World's first ocean crossing by a solar-electric autonomous vessel
Mahi Two, a Torqeedo-powered uncrewed surface vessel (USV), has become what is believed to be the first to cross the Atlantic Ocean using only solar power.
The autonomous robotic boat left the coast of Spain in September 2021 and made landfall in Martinique, in the French Lesser Antilles, six months later, after more than 4,300 nautical miles at sea.
Project Mahi started as many success stories do -- in the founder's garage. Pieter-Jan Note assembled six friends from a variety of engineering backgrounds. They spent the next few years building, designing, and writing software. "Our first crossing attempt in 2019 capsized during an unusually heavy storm in the Bay of Biscay," said Note. "We learned a lot from that short journey, however, and used that knowledge to build Mahi Two."
The four-meter Mahi Two has a composite hull for strength, efficiency and durability. It is driven by a Torqeedo Cruise 2.0 pod drive which the team modified to rotate. "We learned from the previous attempts that we didn't want a rudder," said Note, "So we modified the drive to rotate and steer the vessel."
The Cruise pod drive is powered by two 24V Torqeedo lithium-ion batteries which are charged by Solbian solar panels. The system powers the drive, plus the steering actuator, electronics and bilge pumps. The steering, communication, hardware integration, navigation and energy management onboard are all managed by Mahi's self-developed USV software. The boat communicates using an onboard satellite modem, GPS and automatic identification system.
Mahi Two's oceangoing adventure started off well, despite spells of bad weather. "The first few months were flawless. Other than adjusting speed to compensate for reduced solar power production, Mahi took on stormy, cloudy days at sea with no problem," recalls Note.
In January, however, disaster struck. Mahi Two suddenly started using more power. The team began to fear that the little USV was taking on water and the bilge pumps were working hard to compensate.
Just days later, the team lost communication with Mahi Two altogether, only 700 nm from her destination. Note recalls, "We tried everything to save Mahi. The Maritime Rescue Coordination Centre in Martinique reached out to a sailing vessel that travelled near Mahi's last known position. The competitors in a transatlantic rowing race searched as well, but it was all for nought. Mahi Two seemed lost."

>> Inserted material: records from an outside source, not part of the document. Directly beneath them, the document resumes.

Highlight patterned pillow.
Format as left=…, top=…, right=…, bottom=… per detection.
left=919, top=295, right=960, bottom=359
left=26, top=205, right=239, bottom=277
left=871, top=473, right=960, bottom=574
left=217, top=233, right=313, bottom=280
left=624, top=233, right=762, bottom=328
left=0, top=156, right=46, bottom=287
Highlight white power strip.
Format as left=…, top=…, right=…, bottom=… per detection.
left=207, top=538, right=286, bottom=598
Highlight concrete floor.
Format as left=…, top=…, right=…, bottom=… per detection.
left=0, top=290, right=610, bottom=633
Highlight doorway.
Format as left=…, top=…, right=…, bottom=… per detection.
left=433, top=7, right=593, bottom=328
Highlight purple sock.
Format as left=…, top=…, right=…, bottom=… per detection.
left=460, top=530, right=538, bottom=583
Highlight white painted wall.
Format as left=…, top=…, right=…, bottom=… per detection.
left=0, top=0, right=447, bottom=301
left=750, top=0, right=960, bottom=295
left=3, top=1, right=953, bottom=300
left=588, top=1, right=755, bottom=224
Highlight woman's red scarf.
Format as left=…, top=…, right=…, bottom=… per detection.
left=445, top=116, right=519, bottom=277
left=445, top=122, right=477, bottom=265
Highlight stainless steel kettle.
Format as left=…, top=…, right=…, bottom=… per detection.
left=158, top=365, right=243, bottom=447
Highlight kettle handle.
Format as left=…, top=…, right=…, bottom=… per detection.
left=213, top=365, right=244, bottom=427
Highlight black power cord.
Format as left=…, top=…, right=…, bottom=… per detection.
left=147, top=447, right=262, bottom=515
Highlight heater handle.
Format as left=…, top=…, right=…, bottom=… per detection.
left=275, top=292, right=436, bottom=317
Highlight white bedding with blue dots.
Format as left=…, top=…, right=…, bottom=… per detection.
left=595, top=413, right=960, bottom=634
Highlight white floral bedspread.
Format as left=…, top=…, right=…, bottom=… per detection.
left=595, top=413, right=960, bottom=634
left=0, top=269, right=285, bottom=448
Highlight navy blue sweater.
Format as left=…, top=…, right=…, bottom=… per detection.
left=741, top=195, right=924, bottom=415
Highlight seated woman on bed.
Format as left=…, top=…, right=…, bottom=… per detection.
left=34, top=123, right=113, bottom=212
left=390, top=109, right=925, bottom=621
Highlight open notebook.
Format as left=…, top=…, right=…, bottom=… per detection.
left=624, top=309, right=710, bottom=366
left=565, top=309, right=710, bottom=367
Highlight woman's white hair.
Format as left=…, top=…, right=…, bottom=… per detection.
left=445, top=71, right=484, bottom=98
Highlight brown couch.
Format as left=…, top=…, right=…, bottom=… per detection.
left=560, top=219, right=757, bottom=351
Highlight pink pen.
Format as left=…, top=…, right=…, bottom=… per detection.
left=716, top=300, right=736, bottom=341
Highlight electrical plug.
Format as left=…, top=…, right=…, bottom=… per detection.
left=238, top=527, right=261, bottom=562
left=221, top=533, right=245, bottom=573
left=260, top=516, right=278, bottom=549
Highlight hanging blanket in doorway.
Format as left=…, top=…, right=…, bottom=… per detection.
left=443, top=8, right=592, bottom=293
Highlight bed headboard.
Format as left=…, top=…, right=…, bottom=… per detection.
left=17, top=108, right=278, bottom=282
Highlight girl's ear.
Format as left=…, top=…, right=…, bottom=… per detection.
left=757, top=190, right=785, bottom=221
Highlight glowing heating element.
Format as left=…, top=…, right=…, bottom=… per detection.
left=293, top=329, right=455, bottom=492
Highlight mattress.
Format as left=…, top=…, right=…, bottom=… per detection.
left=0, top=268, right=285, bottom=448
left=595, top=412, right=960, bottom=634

Note and the rest of the team -- Bertold Van den Bergh, Julien Meert, Andreas Belderbos, Quinten Lauwers and Koen Geurts -- scoured the gigabytes of data Mahi Two had sent home, looking for answers.
"Then," said Note, "two months after we had lost communication, I received a surprise call from the Maritime Rescue Coordination Centre in Fort-de-France. Mahi had been found! She didn't sink after all. Instead, she had completed her mission, navigating her way to the coast of Martinique all by herself."
"What an extraordinary achievement by the team at Mahi," commented Maurice Bajohr, vice-president of quality for Torqeedo GmbH. "The successful completion of this trans-Atlantic trek is a clear demonstration of the incredible durability and reliability of solar-electric technology for autonomous long-range missions."
Bajohr observed that USV builders and customers are increasingly switching to solar-electric drives instead of traditional internal combustion engines to eliminate emissions and noise during data collection and navigation, and to reduce operating costs for fuel and maintenance. Torqeedo-powered electric drives are currently used on many hundreds of USVs around the world. These highly specialized boats are used by government and commercial operators for a wide range of missions such as seafloor mapping, oceanographic survey, harvesting data from underwater sensors and surveillance operations.
Part of the Project Mahi team recently started a company, MAHI (www.mahi.be), to bring maritime autonomy solutions to the market. They are developing software and hardware products that enable USVs to detect obstacles and other vessels accurately and avoid collisions according to the International Regulations for Preventing Collisions at Sea.